Spain's concluding triumph in the magnificent 'calabash' of Soccer City brought the curtain down on 31 days of football: 64 games at nine venues featuring 599 players from 32 teams who between them scored 145 goals. At the end of it all Vicente del Bosque's men held the trophy but South Africa's success was the other defining story, the Rainbow Nation putting on a show of pride and purpose that gave a message of hope to an entire continent.

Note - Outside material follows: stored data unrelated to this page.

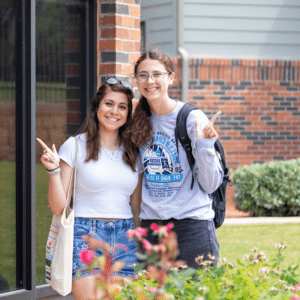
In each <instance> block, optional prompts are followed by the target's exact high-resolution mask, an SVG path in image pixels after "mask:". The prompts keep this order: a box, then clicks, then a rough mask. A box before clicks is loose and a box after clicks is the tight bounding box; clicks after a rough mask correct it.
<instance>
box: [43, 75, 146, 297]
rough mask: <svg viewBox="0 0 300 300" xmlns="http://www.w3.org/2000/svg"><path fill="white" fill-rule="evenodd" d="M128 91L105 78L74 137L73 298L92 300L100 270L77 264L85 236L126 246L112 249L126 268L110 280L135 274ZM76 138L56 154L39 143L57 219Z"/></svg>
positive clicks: (132, 164)
mask: <svg viewBox="0 0 300 300" xmlns="http://www.w3.org/2000/svg"><path fill="white" fill-rule="evenodd" d="M131 89H132V85H131V84H130V83H129V82H126V81H121V80H117V79H116V78H108V79H106V82H105V83H104V84H102V85H101V87H100V88H99V90H98V92H97V94H96V97H95V99H94V100H93V101H92V103H91V107H90V112H89V114H88V116H87V118H86V121H85V125H84V127H83V131H82V133H81V134H79V135H77V136H76V137H75V138H76V139H77V143H78V150H77V175H76V186H75V203H74V213H75V225H74V245H73V249H74V252H73V277H72V279H73V283H72V292H73V295H74V297H75V299H76V300H83V299H84V300H87V299H88V300H91V299H94V294H93V292H94V279H95V274H97V273H99V272H100V271H99V270H98V269H96V270H93V271H90V270H87V269H86V268H84V265H83V263H82V262H81V260H80V255H79V253H80V251H81V250H83V249H87V248H88V246H87V243H86V241H85V240H83V239H82V238H81V236H82V235H85V234H90V235H92V236H94V237H95V238H98V239H100V240H102V241H103V242H106V243H107V244H109V245H110V246H111V247H114V246H115V245H116V244H122V245H124V246H126V247H127V248H128V251H124V250H121V249H115V251H114V256H113V261H118V260H121V261H125V265H124V267H123V269H122V270H120V271H118V272H117V273H115V275H114V278H113V280H114V281H115V282H119V281H120V280H121V279H122V278H125V277H126V278H128V279H133V277H134V275H135V273H134V270H133V266H132V264H133V263H136V262H137V259H136V256H135V254H136V251H137V248H136V244H135V243H134V242H132V241H130V240H128V238H127V237H126V232H127V230H128V229H133V228H134V222H138V221H137V220H138V216H139V212H140V207H139V204H140V203H139V202H138V199H139V198H140V196H139V197H138V194H139V193H140V192H141V191H140V190H139V189H138V188H137V184H138V178H139V165H138V164H137V155H138V149H137V148H136V147H134V146H133V144H132V142H131V140H130V139H128V138H125V136H126V135H128V132H130V131H131V130H130V128H129V127H130V124H131V119H132V99H133V97H134V94H133V92H132V90H131ZM75 138H74V137H71V138H69V139H68V140H67V141H66V142H65V143H64V144H63V145H62V146H61V148H60V150H59V152H58V153H57V151H56V148H55V146H54V145H53V146H52V147H51V148H49V147H47V145H45V144H44V143H43V142H42V141H41V140H39V139H38V141H39V143H40V144H41V145H42V147H43V148H44V152H43V155H42V157H41V162H42V163H43V164H44V166H45V167H46V169H47V170H48V174H49V190H48V203H49V206H50V208H51V210H52V212H53V213H54V214H56V215H61V214H62V212H63V209H64V206H65V202H66V195H67V190H68V187H69V184H70V182H71V176H72V172H73V167H74V156H75V153H74V152H75ZM60 170H61V172H59V171H60ZM72 184H73V182H71V190H72ZM96 255H101V252H99V253H98V252H97V253H96ZM78 270H80V271H81V272H80V273H78V272H77V271H78Z"/></svg>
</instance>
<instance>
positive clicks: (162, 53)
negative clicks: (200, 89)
mask: <svg viewBox="0 0 300 300" xmlns="http://www.w3.org/2000/svg"><path fill="white" fill-rule="evenodd" d="M134 72H135V78H136V81H137V86H138V89H139V92H140V94H141V98H140V101H139V103H138V105H137V107H136V109H135V112H134V116H133V124H134V128H133V135H132V140H133V142H134V144H135V145H137V146H138V147H140V159H141V165H142V166H143V168H142V169H143V171H144V176H143V183H142V203H141V214H140V219H141V226H142V227H146V228H149V226H150V225H151V224H152V223H157V224H158V225H166V224H168V223H169V222H173V223H174V228H173V230H174V231H175V232H176V233H177V238H178V244H179V250H180V255H179V257H178V259H181V260H185V261H186V262H187V264H188V265H189V266H190V267H194V268H199V265H198V264H197V263H196V262H195V258H196V257H198V256H199V255H204V260H206V259H208V256H207V255H208V254H210V255H212V256H213V257H214V265H216V264H217V262H218V257H219V243H218V240H217V236H216V232H215V227H214V222H213V218H214V211H213V210H212V207H211V199H210V198H209V196H208V194H210V193H212V192H214V191H215V190H216V189H217V188H218V187H219V185H220V184H221V182H222V178H223V170H222V168H221V165H220V162H219V159H218V156H217V155H216V153H215V150H214V143H215V141H216V139H217V138H218V134H217V132H216V131H215V129H214V127H213V122H214V121H215V119H216V118H217V117H218V115H219V114H220V113H221V112H218V113H217V114H216V115H215V116H214V117H213V118H212V119H211V120H210V121H209V120H208V118H207V117H206V115H205V114H204V113H203V112H202V111H201V110H194V111H192V112H191V113H190V115H189V117H188V119H187V131H188V135H189V137H190V138H191V141H192V147H193V156H194V158H195V161H196V163H195V168H194V170H193V171H194V174H195V177H196V178H197V180H198V183H199V184H194V185H193V188H192V189H191V181H192V171H191V169H190V166H189V163H188V160H187V157H186V153H185V150H184V149H183V148H182V146H181V144H180V143H179V145H178V147H179V153H177V148H176V143H175V135H174V129H175V125H176V118H177V114H178V112H179V110H180V109H181V107H182V106H183V104H184V103H182V102H179V101H176V100H173V99H171V98H170V97H169V96H168V89H169V87H170V86H171V85H172V83H173V81H174V77H175V74H174V71H173V64H172V61H171V59H170V58H169V57H168V56H167V55H166V54H165V53H163V52H161V51H157V50H152V51H149V52H146V53H144V54H143V55H142V56H140V58H139V59H138V61H137V62H136V64H135V67H134ZM148 239H149V241H150V242H151V243H154V244H156V243H157V236H153V235H152V230H151V229H150V230H149V231H148Z"/></svg>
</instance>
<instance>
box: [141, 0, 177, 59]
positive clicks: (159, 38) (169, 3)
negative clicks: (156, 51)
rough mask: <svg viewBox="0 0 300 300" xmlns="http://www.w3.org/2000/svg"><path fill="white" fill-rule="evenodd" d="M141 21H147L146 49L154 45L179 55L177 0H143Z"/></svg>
mask: <svg viewBox="0 0 300 300" xmlns="http://www.w3.org/2000/svg"><path fill="white" fill-rule="evenodd" d="M141 21H145V28H146V36H145V38H146V49H148V48H149V47H150V48H151V46H152V47H153V46H154V47H158V48H159V49H161V50H162V51H164V52H166V53H168V55H170V56H176V55H177V0H141Z"/></svg>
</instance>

The fact South Africa's footballers became the first hosts to fall in the first round did nothing to damage the enthusiasm or dim the ubiquitous hum of the vuvuzelas.
South Africa 2010 was a tournament not short on surprises but European title-holders Spain overcame theirs – an opening loss to Switzerland – to win their remaining six matches, the last four all by a 1-0 scoreline. No side has won the FIFA World Cup with fewer goals than Spain's eight but their football still caught the eye – not least the contributions of pass masters Xavi Hernandez and Iniesta, leading scorer David Villa, and Iker Casillas, beaten just twice and whose two one-on-one saves from Arjen Robben in the Final underlined why he fully merited the adidas Golden Glove for best goalkeeper.
For the Netherlands, the memories of South Africa will be mixed after they completed a hat-trick of Final heartbreaks, adding to the defeats in 1974 and '78. Bert van Marwijk's Dutchmen won all six games en route to the Final and if this was a more pragmatic Netherlands than some of their forebears, their attacking players still shone in the 4-2-3-1 formation that was the vogue at these finals, Wesley Sneijder helping himself to five goals along the way.